Evening respite

I woke with resolve.  I had delayed an unpleasant task long enough.  I hastened through morning ablutions, scrambled eggs, and the drive through the Delta to work.  At 8:10, alarm deactivated, coffee brewed, and computer booted, I dialed the number to my eye doctor.

I leveled my voice for the opening volley.  Glasses ordered in June, arrived mid-July, immediately reported as incorrectly made.  Confirmation; re-order; retrieval of the second, back-up pair.  Request for prescription re-check delayed due to vacation.  Now I’m back.

Let’s see.  You ordered your glasses in June and got two pair.  Now you want more?

I gritted my teeth for twenty-five more minutes before the demands of work summoned me.  At noon, I tried again.  Same recitation, different call-taker, same result.  It’s more than ninety days since you got your prescription, you have to pay again.  A stutter crept into my voice as I tried to control my frustration.  I repeated that they had taken six weeks to make the first pair; eight weeks to see me about the problems; ten weeks to get the second pair and it still isn’t right, and I still don’t have the remake of the first pair.  Stonewall.  

Finally, a supervisor came on the line.  Although she took the same position as Nameless Voice One and Nameless Voice Two, she at least condescended to make an appointment.  All the while, I held the frames of the second wrongly crafted lenses at a slant so that I could peer at the monitor through the bottom of my tri-focals, the place through which I should be able to read a book.  

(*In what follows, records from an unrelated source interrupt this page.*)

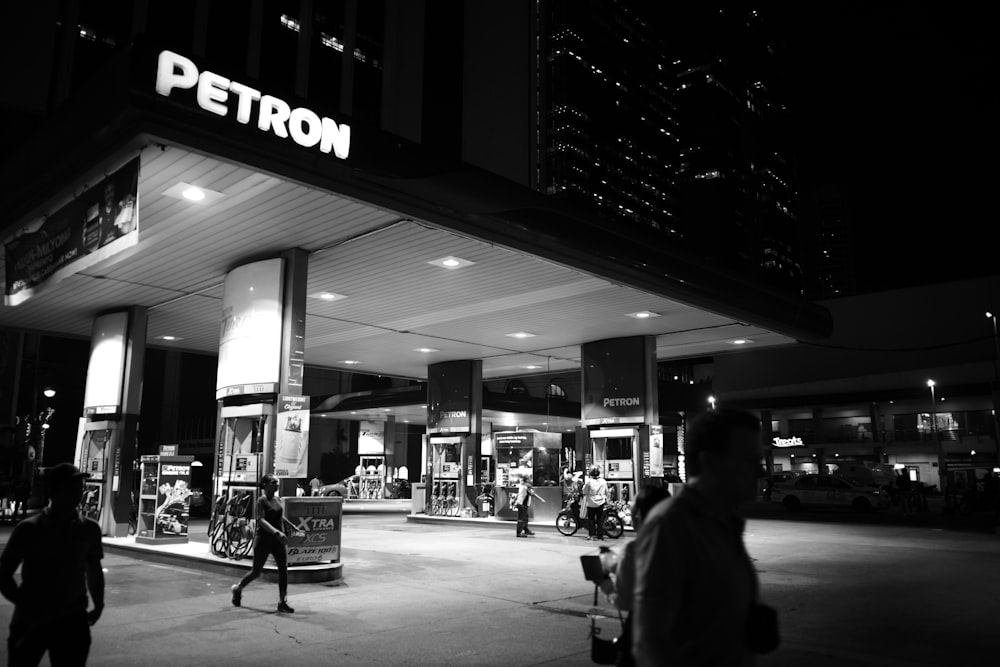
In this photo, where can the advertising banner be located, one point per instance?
(371, 438)
(106, 369)
(98, 224)
(617, 381)
(291, 437)
(250, 340)
(173, 498)
(655, 452)
(312, 526)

At five-thirty, I got behind the steering wheel and headed home, after a brief stop for bottled water.  On Jackson Slough Road, I trundled along, a field to my left and Mt. Diablo on the far horizon to my right.  A utility truck lumbered past, followed by a rickety RV pulled by a shiny yellow Ford.  I slowed for a turn and chanced to raise my eyes.  A red-tailed hawk peered downward from a high wire.  I let my car roll to a stop and raised my cell phone.  He held still for the ordeal.  He did not flutter a feather or raise a wing.

A few miles later, I pulled into my parking space.  I sat for a bit, gazing at the empty lot to the east of my tiny house.  In the stillness of my car, I contemplated the vagaries of human migration.  Some of us choose to tug our roots from the ground and shake the dust away; some of us migrate to flee the rot which entwines itself around the tender shoots that we lift to the nourishing rain.   I thought about my traveling neighbor and his little bird.  For the months that I had them just outside my door, I spared them no more than a few moments of conversation.  Funny how we take people so much for granted.

I got out  and glanced to the west just in time to see a blaze of gold through the telephone wires.  The wind rose around me, sending a shiver down my back and tossing the leaves in the tall California oaks.  I closed my eyes and felt the evening settle soft and easy on my shoulders.  Then I went inside and closed the doors against the gathering darkness, resolved to make a simple meal and then to rest my weary body.

It’s the twentieth day of the one-hundred and fifth month of My Year Without Complaining.  Life continues.